A witness appeal has been made exactly a week after Mark Duggan was shot dead in Tottenham.
The death of the father-of-four, who received a gunshot wound to the chest last Thursday, was a trigger for the first night of rioting in north London on Saturday.
The Independent Police Complaints Commission (IPCC) handed out leaflets to members of the community, appealing for witnesses as part of their investigation into the circumstances surrounding the 29-year-old's death.
Mr Duggan was a passenger in a silver Toyota Estima people carrier minicab which is believed to have been stopped by police.
He was shot last Thursday, August 4, at 6.15pm in Ferry Lane near to Tottenham Hale Tube station. He was pronounced dead at the scene at 6.41pm, the IPCC said.
Meanwhile, it has been reported that Mr Duggan's family has requested a second post-mortem examination be held.
Ten IPCC investigators handed out leaflets at the scene of the shooting, accompanied by community activists.
Officers are now trawling through CCTV footage of the incident, as well as recordings of 999 calls and radio transmissions.
IPCC Commissioner Rachel Cerfontyne said: "It is one week since Mark Duggan died on Ferry Lane.

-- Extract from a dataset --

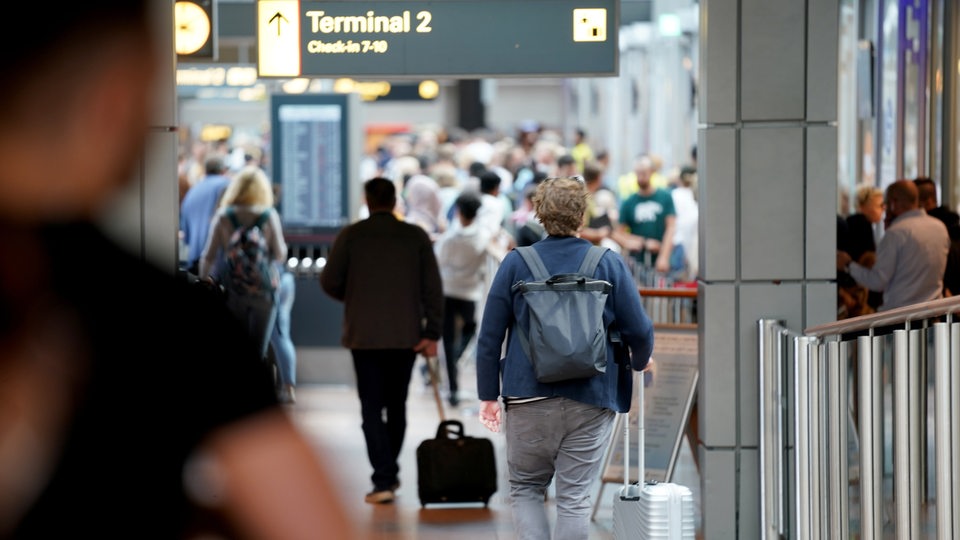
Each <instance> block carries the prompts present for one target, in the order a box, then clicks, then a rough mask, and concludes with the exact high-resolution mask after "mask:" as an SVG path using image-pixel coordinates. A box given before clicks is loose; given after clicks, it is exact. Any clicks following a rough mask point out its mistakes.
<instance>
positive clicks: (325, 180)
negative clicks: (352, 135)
mask: <svg viewBox="0 0 960 540" xmlns="http://www.w3.org/2000/svg"><path fill="white" fill-rule="evenodd" d="M346 101H347V97H346V96H344V95H338V94H322V95H296V96H287V95H276V96H273V97H272V98H271V112H272V115H271V118H272V140H273V142H272V144H273V148H274V152H273V171H274V181H275V182H277V183H278V184H279V185H280V216H281V221H282V223H283V229H284V233H285V234H286V235H287V236H300V235H306V236H311V235H317V234H322V233H324V232H334V231H336V230H339V229H340V228H342V227H343V226H344V225H346V224H347V223H348V222H349V221H350V212H349V204H350V202H349V200H350V196H349V192H348V191H349V174H350V172H349V167H348V166H347V164H348V162H347V160H348V159H349V157H348V156H349V154H348V151H347V150H348V145H349V137H348V136H347V126H348V122H349V121H350V119H349V118H348V115H349V108H348V107H347V103H346Z"/></svg>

"It is a busy road and there is a busy tube and train station just minutes away. I want to appeal directly to anyone who saw or heard anything that may assist us with our investigation - or if you know anyone who has any information and has yet to come forward and speak to us, please urge them to do so.
"The more information that our investigators have the better picture we will be able to build in to the circumstances of Mark Duggan's death."
Ken Hinds, a member of the IPCC Community Reference Group that will scrutinise their investigation, said: "I don't know if our community is comfortable with the IPCC - there are concerns from the past history.
"People like myself are determined that it will be as transparent and as thorough as it needs to be.
"If they come forward, people can have an impact on this investigation.
"There are concerns around the police, so I wanted to put myself forward to reassure others and assist them."
Describing the feeling a week after the death of Mr Duggan, he added: "I think people have vented their anger. The primary reaction was of frustration.
"I don't condone the aftermath of what we saw and I believe it was totally preventable."
Tottenham community activist Dr Darren Henry said that questions had to be answered about the circumstances surrounding last Thursday's shooting.
He said: "The family are grieving and in a tremendous amount of pain.
"Their pain is only going to be reduced by them knowing what happened to their son."
Dr Henry said the community wanted "justice for Mark".
He added: "Our questions aren't being answered. We don't think the family has been treated well and there is a total lack of respect.
"What we want, more than anything else, is some cohesion and some peace."